Por detrás das inúmeras questões, do suspense, da estranha morte de uma paciente de Daniel, bem como a sombra que parece estar sempre presente nos monólogos daqueles homem, levarão o leitor a procurar - atentamente - a raiz de todos os males.

«A Forma do Corvo» é um livro que nos vende a premissa do medo e aquilo que um pai é capaz de fazer pela sua filha. Após a morte da paciente de Daniel, envolta em mistério e surpresa, mais tarde, é a filha dele que desaparece, quase por magia.

Seremos já todos muito grandes e adultos para crer, de olhos fechados, nessa magia pré-paga. É precisamente esta a linha condutora de um livro capaz de surpreender. Lembra-se quando referi uma história repleta de temáticas dentro de temáticas? Pois bem.
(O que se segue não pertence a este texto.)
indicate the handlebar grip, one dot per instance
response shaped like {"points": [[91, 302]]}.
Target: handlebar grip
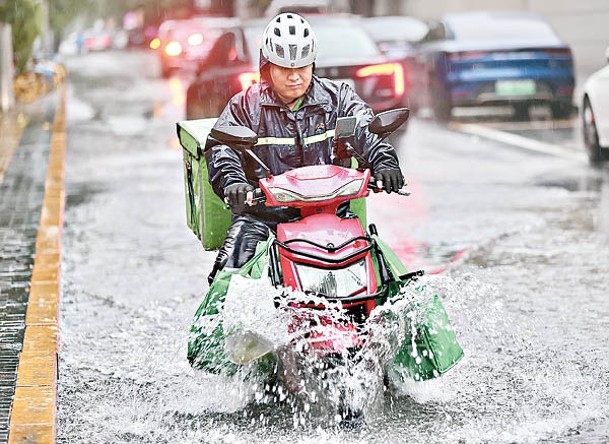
{"points": [[374, 188]]}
Nesta história, nada nem ninguém, é realmente o que parece ser. 

O primeiro livro do autor merece uma vénia pela forma como aborda a complexidade humana, a tentativa de perdão e a desejada rendição. Porque é esse o assunto que «A Forma do Corvo» escorre em cada página: na impossibilidade de apagar um passado pesado, pesa a necessidade de remediar o presente, como quem compensa, como quem lava pecados.

Se me pedirem um motivo para a recomendação deste livro, eu diria que por detrás de uma intrincada história, há a sombra de um corvo que vem determinado para lhe mostrar que o arrependimento é uma força e um confronto. Poucos são aqueles que, capazes de olhar para dentro, o enfrentam sem esperar uma condenação à medida de todos os males. É que, repare, mais cedo ou mais tarde, cada passo dado em falso, será o equivalente a uma distância diminuída de encontro à desejada rendição. Signifique isso a morte ou uma espécie de nova vida.

"Se estivessem lá e tivessem ganho, como eu, a forma de um corvo no cimo de um teixo - um corvo agachado, as penas desalinhadas negras como pez, rouco do seu sombrio e desconsolado colóquio -, teriam reparado no modo como eles caminhavam sem pressa, lado a lado, pelo caminho de cinzas, na direção do Sol que nascia e do portão leste do parque: a minha filha, Miriam Oppen, e o seu bondoso companheiro, a cabeça dele inclinada para ela para ouvir melhor."


Um livro sobre o amor mascarado pelos medos do passado.
Recomendo a todos, não fossemos todos nós feitos daquilo que já foi e não torna.